Proposal to remove Preferred-Value field for region YU in LTRU

Phillips, Addison addison at amazon.com
Fri Feb 27 22:56:30 CET 2009


> 8) Separate topic- The number of countries in the world seems to
> grow. This suggests to me that regions being subdivided is not
> going to be a rare event. Perhaps there should be a mechanism to
> indicate subtags that have later been split, so instead of one
> preferred value, there is a way to indicate that a tag has been
> deprecated in favor of two or more possible values.

The reason we don't provide this is due the purpose of P-V in 4646 and 4646bis: the P-V is used in the canonicalization rules in Section 4.5, which require that P-V mappings be unambiguous... that is, that there is only ever one per record. In cases where two or more possible values replace the P-V, canonicalization of the tag cannot proceed without human intervention (unless we're going to invents rules that result in a preferred preferred-value).

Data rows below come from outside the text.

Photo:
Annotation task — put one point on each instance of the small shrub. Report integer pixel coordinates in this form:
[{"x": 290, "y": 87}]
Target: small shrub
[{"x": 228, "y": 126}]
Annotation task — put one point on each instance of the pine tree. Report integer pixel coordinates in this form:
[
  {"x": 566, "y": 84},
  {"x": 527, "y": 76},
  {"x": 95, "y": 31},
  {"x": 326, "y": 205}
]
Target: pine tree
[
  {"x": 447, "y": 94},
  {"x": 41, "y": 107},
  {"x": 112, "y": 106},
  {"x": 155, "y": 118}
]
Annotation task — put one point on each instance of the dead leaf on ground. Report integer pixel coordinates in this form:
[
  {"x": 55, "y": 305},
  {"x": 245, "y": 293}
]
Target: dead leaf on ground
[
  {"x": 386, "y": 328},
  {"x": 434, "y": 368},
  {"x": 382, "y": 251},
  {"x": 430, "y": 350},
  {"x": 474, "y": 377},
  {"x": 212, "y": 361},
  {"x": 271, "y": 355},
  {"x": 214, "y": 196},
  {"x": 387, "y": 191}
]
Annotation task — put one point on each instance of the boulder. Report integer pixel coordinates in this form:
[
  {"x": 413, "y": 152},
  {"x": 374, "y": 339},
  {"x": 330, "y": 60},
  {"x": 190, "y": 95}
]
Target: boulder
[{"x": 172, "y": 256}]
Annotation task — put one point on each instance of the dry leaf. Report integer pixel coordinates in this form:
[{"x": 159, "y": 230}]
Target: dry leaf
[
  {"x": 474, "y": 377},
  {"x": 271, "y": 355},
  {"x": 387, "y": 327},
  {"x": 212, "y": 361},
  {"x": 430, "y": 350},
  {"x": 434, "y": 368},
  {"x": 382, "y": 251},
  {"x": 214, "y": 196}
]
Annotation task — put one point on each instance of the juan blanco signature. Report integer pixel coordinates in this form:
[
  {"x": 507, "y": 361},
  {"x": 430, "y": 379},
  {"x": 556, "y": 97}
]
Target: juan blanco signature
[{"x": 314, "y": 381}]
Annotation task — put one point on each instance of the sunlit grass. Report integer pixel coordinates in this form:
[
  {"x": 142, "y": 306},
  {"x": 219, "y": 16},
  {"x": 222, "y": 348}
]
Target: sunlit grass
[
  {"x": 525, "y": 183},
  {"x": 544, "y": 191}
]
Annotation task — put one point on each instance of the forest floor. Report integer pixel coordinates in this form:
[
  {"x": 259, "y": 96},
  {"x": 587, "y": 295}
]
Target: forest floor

The majority of cases extant actually fit the P-V model nicely. Cases, such as this one, in which a country has broken up do not fit automatic tag normalization schemes because not enough information is available in the original tag/subtag to determine what to do. In such a case, comments and other information can help human users to determine what they want to do. And we still have 'Deprecated' to make clear that a subtag should no longer be assigned.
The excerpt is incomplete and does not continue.